映画「バイオハザード」シリーズで原作キャラのクレアを演じたアリ・ラーターがヒロインを務め、映画『キャンディマン』(2021)でキャンディマンを演じたトニー・トッドが、物語のキー・パーソンを演じました。
映画『ファイナル・デスティネーション』のあらすじとネタバレ
修学旅行として10日間のパリ旅行へ向かうアレックスは、自身の誕生日が飛行機の出発時間になっていることや飛行機事故で死亡した歌手の曲を気にしてしまうなど、不安が募っていました。
飛行機に搭乗し自身の席に座ったアレックスは同級生と席を交換しますが、座席に着いたテーブルの部品が破損してしまいます。
その後、離陸した飛行機は突如制御を失い爆発、という悪夢を見たアレックス。
目を覚ましたアレックスは今が同級生と席を交換する前だと気づき、交換する予定の座席のテーブル部分が破損していることで飛行機の爆発が正夢であると確信し発狂。
騒ぎ立てるアレックスと同級生のカーターはつかみ合いの喧嘩となり、クルーによって飛行機を連れ出されてしまいます。
アレックスの親友トッド、カーターの彼女テリー、勤勉なクレア、遅刻してきたビリー、そして引率教師のヴァレリーは2人の喧嘩の仲裁のために飛行機を降りたことで、再度の搭乗を許されず次の便まで空港で待つことになります。
ヴァレリーに夢の話をするアレックスでしたが、その話を聞いたカーターはさらに怒り掴み合いの喧嘩となってしまいます。
次の瞬間、同級生を乗せ飛び立った飛行機は爆発し、取り残されたアレックスたちは、飛行機の爆発を事件と疑うFBIに取り調べを受けます。
爆発することを事前に察知したアレックスや彼らと親しいわけでもないにも関わらず飛行機を降りたクレアは、、特に嫌疑をかけられていました。
両親の迎えで家へと帰ったアレックスは、ニュースで飛行機に乗った乗客全員が死亡したと知ります。
数ヶ月後、同級生の追悼式に参加するアレックスでしたが、ヴァレリーやトッドの両親はアレックスを疑っていました。
その夜、トッドは浴室で足を滑らせ、その拍子にロープを首に巻きつけ死亡。
アレックスは弾け飛んだ雑誌の破片に「トッド」と字が残っていたことに不安を覚え、トッドの家へと走るとそこには救急車が駆けつけており、トッドが息を引き取っていることを知りました。

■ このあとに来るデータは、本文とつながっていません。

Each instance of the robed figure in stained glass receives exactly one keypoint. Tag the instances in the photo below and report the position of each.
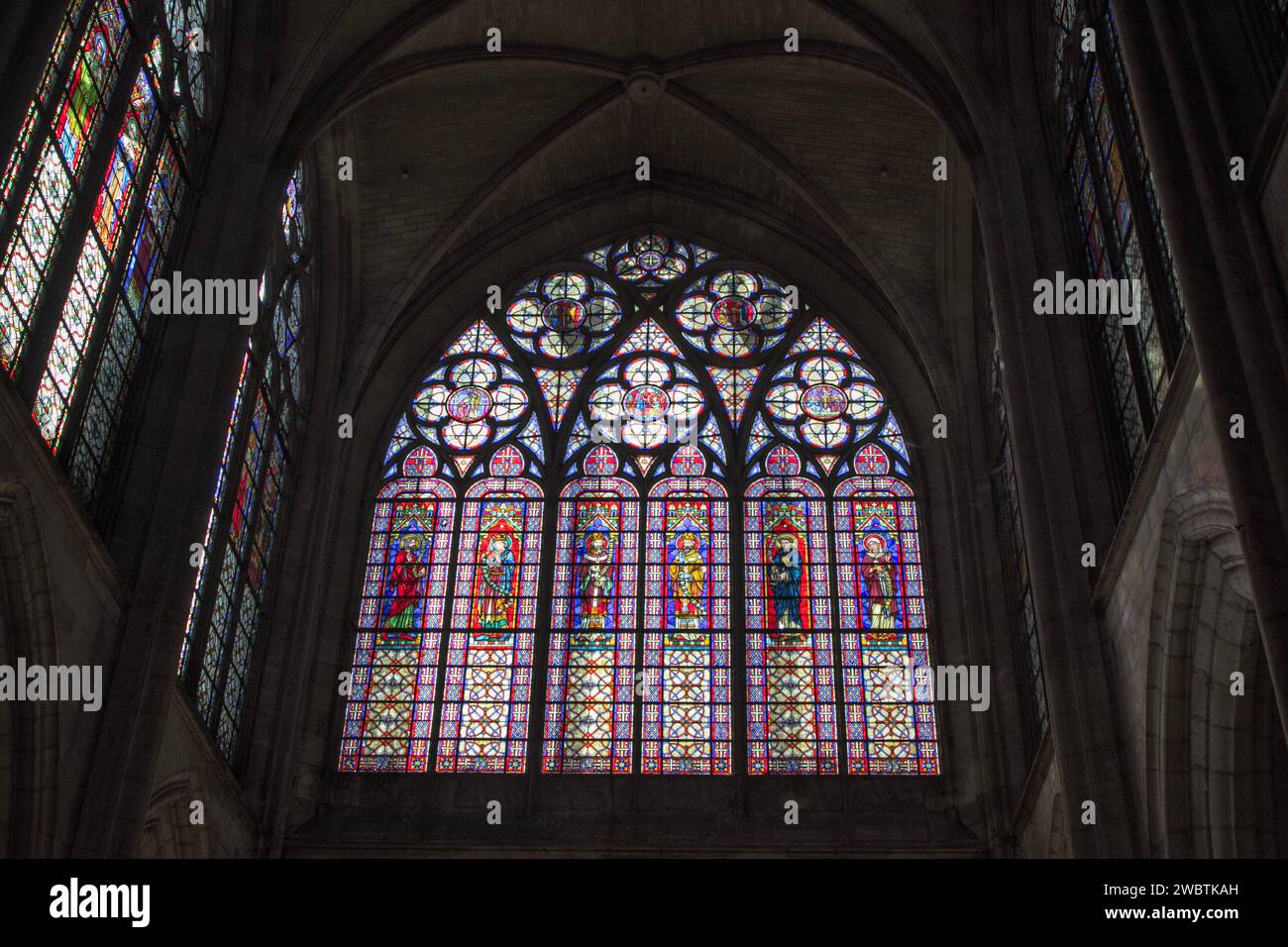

現場にクレアがいたことが気になり翌日彼女の家を訪ねると、彼女も同じ不安を抱えていたと話し、トッドの死体を確認するために安置所へと忍び込みます。
安置所内で担当者のウィリアムと出会った2人は、ウィリアムから死神が与えた死の筋書きを変えたことで、死神の怒りを買ったと言い、必ず死が再び襲ってくると忠告。
アレックスはクレアと死には必ず前兆があると考えますが、その場にカーターとテリーが現れ再び喧嘩になりかけます。
するとテリーがよそ見をしながら道に出たことでバスに轢かれ、死亡してしまいました。
映画『ファイナル・デスティネーション』の感想と評価
「死」と言う運命に立ち向かう物語
ホラー映画で「死」を登場人物にもたらすのは、狂気に取り憑かれた人間や怨霊、もしくは怪物や動物であることが一般的です。
しかし、大人気となりホラー映画界で一時ブームとなった本作では、「死」を登場人物にもたらすのは「死神」という目に見えない存在。
「死神」は戦闘能力が高くても、肉体が頑丈でも、直接立ち向かい打倒することの出来ない曖昧な存在であり、それゆえに絶望的とも言えます。
それでも主人公たちは生きることを諦めず、「死神」が用意した「死の筋書」を打破する術を模索。決して諦めない若者たちの奮闘に、冷や汗と熱気を感じる力強さを感じるホラー映画でした。
連鎖が続く衝撃のギミック
主人公たちは飛行機事故という「死の運命」を回避したことで「死神」に付け狙われることとなり、「死神」はなんとしてでも彼らを殺害しようと躍起になってします。
「死神」はあの手この手で殺害するため、落ちているものや環境そのものを凶器とし、あらゆる方向から殺害を試みてきます。
床に落ちた洗剤で足を滑らせ、貼られた洗濯用のロープを凶器として利用したりするなど、回りくどすぎるギミックは見ていて不謹慎ながらも面白く、連鎖だらけのギミックはシリーズの定番ともなりました。
周りのすべてが凶器に見え、鋭利な刃物はちゃんと閉まっておこうと思わせてくれる作品です。
まとめ
ホラー映画の定番シリーズとなった「ファイナル・デスティネーション」シリーズ。作品は5作まで製作されました。
果たして「死の運命」を逃れるのは存在するのか、そして明らかになる「死の順番」の法則とは。
恐ろしくも面白い『ファイナル・デスティネーション』は、軽く観ることに適したホラー映画好きに必見の作品です。